Miguel, Marce, and I left at 8:30 for Cerro Colorado, a village about two hours away from Cordoba. We were followed by Marce's friend, Andrea and her husband Nestor. Arriving in Cerro Colorado we checked into a modest hotel which looked quite nice next to the other simple buildings in the village.
The five of us found a guide who took us on a walking tour of some rock paintings done by aboriginal people sometime between 1000 and 1600 AD. The paintings were of llamas, and hunters, and even of the conquistadores.
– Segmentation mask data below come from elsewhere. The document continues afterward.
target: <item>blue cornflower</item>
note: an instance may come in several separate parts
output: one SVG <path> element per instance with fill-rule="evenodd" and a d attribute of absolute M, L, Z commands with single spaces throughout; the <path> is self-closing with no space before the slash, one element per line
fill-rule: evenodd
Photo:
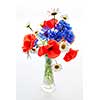
<path fill-rule="evenodd" d="M 47 40 L 47 37 L 42 32 L 38 33 L 38 37 L 42 40 Z"/>
<path fill-rule="evenodd" d="M 69 43 L 72 43 L 75 39 L 75 36 L 73 34 L 72 31 L 68 31 L 66 36 L 65 36 L 65 40 L 67 40 Z"/>
<path fill-rule="evenodd" d="M 46 41 L 53 39 L 59 42 L 64 38 L 67 42 L 72 43 L 75 36 L 71 29 L 70 24 L 66 23 L 64 20 L 60 20 L 59 23 L 55 25 L 54 29 L 42 28 L 38 36 Z"/>
<path fill-rule="evenodd" d="M 55 40 L 56 40 L 57 42 L 59 42 L 59 41 L 62 39 L 62 37 L 63 37 L 62 32 L 58 31 L 58 32 L 56 33 Z"/>
<path fill-rule="evenodd" d="M 38 42 L 38 39 L 36 39 L 35 41 L 34 41 L 34 47 L 37 47 L 38 45 L 37 45 L 37 42 Z"/>
<path fill-rule="evenodd" d="M 62 38 L 64 38 L 69 43 L 74 41 L 75 36 L 71 31 L 72 27 L 70 27 L 70 24 L 66 23 L 64 20 L 60 20 L 55 28 L 58 30 L 55 40 L 60 41 Z"/>
<path fill-rule="evenodd" d="M 60 20 L 59 24 L 61 24 L 62 26 L 66 27 L 68 30 L 72 29 L 72 27 L 70 27 L 70 24 L 66 23 L 64 20 Z"/>
<path fill-rule="evenodd" d="M 62 28 L 63 28 L 63 25 L 60 24 L 60 23 L 58 23 L 58 24 L 55 26 L 55 29 L 57 29 L 57 30 L 62 30 Z"/>
<path fill-rule="evenodd" d="M 49 39 L 54 39 L 55 40 L 55 37 L 56 37 L 56 32 L 53 30 L 49 30 L 48 31 L 48 38 Z"/>
<path fill-rule="evenodd" d="M 46 31 L 48 31 L 48 30 L 49 30 L 49 28 L 47 28 L 47 27 L 41 29 L 42 32 L 46 32 Z"/>

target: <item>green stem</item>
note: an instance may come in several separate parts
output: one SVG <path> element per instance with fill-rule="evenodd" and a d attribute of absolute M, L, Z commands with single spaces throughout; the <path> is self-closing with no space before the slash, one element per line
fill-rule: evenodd
<path fill-rule="evenodd" d="M 54 79 L 53 79 L 53 72 L 52 72 L 52 66 L 51 66 L 51 59 L 48 58 L 48 56 L 45 56 L 46 58 L 46 64 L 45 64 L 45 81 L 47 84 L 52 84 L 54 82 Z"/>

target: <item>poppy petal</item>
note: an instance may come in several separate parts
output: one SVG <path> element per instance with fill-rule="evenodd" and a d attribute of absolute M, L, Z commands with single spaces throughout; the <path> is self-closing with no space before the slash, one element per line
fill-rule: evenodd
<path fill-rule="evenodd" d="M 47 55 L 49 58 L 56 58 L 60 55 L 60 50 L 57 50 L 57 52 L 55 52 L 53 50 L 49 51 L 49 52 L 47 52 Z"/>
<path fill-rule="evenodd" d="M 73 50 L 72 48 L 70 48 L 69 52 L 65 54 L 63 59 L 66 62 L 68 62 L 77 56 L 77 52 L 78 52 L 78 50 Z"/>
<path fill-rule="evenodd" d="M 57 24 L 58 20 L 57 19 L 50 19 L 48 21 L 44 21 L 42 27 L 43 28 L 53 28 Z"/>
<path fill-rule="evenodd" d="M 52 45 L 52 47 L 50 47 L 52 49 L 48 48 L 48 52 L 47 52 L 48 57 L 49 58 L 56 58 L 56 57 L 58 57 L 60 55 L 60 53 L 61 53 L 61 51 L 59 49 L 58 42 L 56 42 L 55 40 L 49 40 L 48 41 L 48 46 L 49 45 L 50 46 Z"/>
<path fill-rule="evenodd" d="M 39 56 L 42 56 L 42 55 L 46 54 L 46 51 L 47 51 L 46 47 L 45 46 L 42 46 L 38 50 L 38 55 Z"/>
<path fill-rule="evenodd" d="M 55 40 L 49 40 L 48 45 L 42 46 L 38 50 L 38 55 L 46 54 L 49 58 L 56 58 L 60 55 L 59 44 Z"/>
<path fill-rule="evenodd" d="M 24 43 L 23 43 L 23 52 L 28 52 L 30 49 L 33 48 L 34 42 L 36 40 L 36 37 L 34 34 L 27 34 L 24 37 Z"/>

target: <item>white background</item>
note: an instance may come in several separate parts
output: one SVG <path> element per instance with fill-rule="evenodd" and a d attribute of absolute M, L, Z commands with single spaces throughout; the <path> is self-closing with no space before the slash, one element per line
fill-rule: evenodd
<path fill-rule="evenodd" d="M 71 6 L 66 1 L 47 1 L 37 0 L 18 2 L 17 4 L 17 60 L 16 60 L 16 77 L 17 77 L 17 100 L 82 100 L 82 64 L 81 64 L 81 23 L 82 7 Z M 40 3 L 40 4 L 39 4 Z M 33 6 L 34 4 L 34 6 Z M 33 30 L 37 30 L 39 24 L 48 18 L 48 10 L 59 8 L 59 15 L 68 14 L 69 23 L 73 27 L 76 40 L 72 48 L 79 49 L 78 56 L 75 60 L 66 63 L 63 57 L 58 58 L 62 64 L 63 70 L 54 73 L 56 91 L 52 95 L 46 95 L 40 90 L 43 81 L 45 59 L 37 55 L 31 55 L 32 59 L 27 60 L 26 55 L 22 52 L 23 37 L 31 33 L 25 28 L 27 22 L 32 23 Z M 64 56 L 64 55 L 63 55 Z"/>
<path fill-rule="evenodd" d="M 81 47 L 84 100 L 100 100 L 99 0 L 66 2 L 71 7 L 80 5 L 83 8 Z M 26 4 L 25 0 L 22 3 Z M 15 5 L 14 0 L 0 1 L 0 100 L 16 99 Z"/>

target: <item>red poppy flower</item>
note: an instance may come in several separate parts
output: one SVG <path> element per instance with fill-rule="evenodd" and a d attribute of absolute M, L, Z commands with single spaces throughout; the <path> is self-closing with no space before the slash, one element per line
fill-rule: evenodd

After the tour we drove to Roberto and Aura's haciendo about 4 km out of town. There we would participate in an offering to Pacha Mama (the Inca word for Mother Earth) and then enjoy a gaucho feast. Arriving at the 200 year old ranch we were led out to a site where about 15 people had gathered. Silvia, a homeopathic doctor from Cordoba, would lead the rite. Silvia lit some herbs in a clay dish and blessed each of us with the incense. We then made an offering to Pacha Mama. A hole had been dug in the ground. Each of us took some prepared fruits and vegetables and dropped it into the hole. Someone then produce a bottle of cana liquor (the equivalent of mezqual). We each took a drink from the bottle. After we each took a drink, the rest of the cana was poured into the hole for Pacha Mama.
We returned to the hacienda for a feast of carnitas and cabrito (baby goat) roasted over an open fire. Wine washed down the delicious food.
After we ate Laura (the music teacher) and her husband Nestor took out their musical instruments and the pena began. There was folkloric singing and dancing for the next two hours.
We were then sent to a large brick dome which had been built as an oven to produce charcoal. It would now serve as a chapel for another "new age" rite. Silvia was waiting in the dome. She had us all sit in a circle and then led us in a reflection on sound and chackras.
We returned to the hotel to rest for an hour before the next musical event began. The evening pena took place at the Guardaparques, or park building, in the village. This is the same place we met our guide for the rock paintings tour. The pena began at 9:30.
We ate empenadas, drank wine, and listened to folkloric music. The son of Atahualpa Yupanqui sang, as did Laura and Nestor, and Marcelo, an artist who lives with his family in Cerro Colorado.
While I enjoyed the evening, the Argentinos who were with me were disappointed. They said it was more of a talent show than a pena. A real pena should have everybody singing and dancing - like we did in the afternoon at Roberto's.
We returned to our ice cold hotel rooms at midnight. I threw two extra blankets on my bed and went to sleep.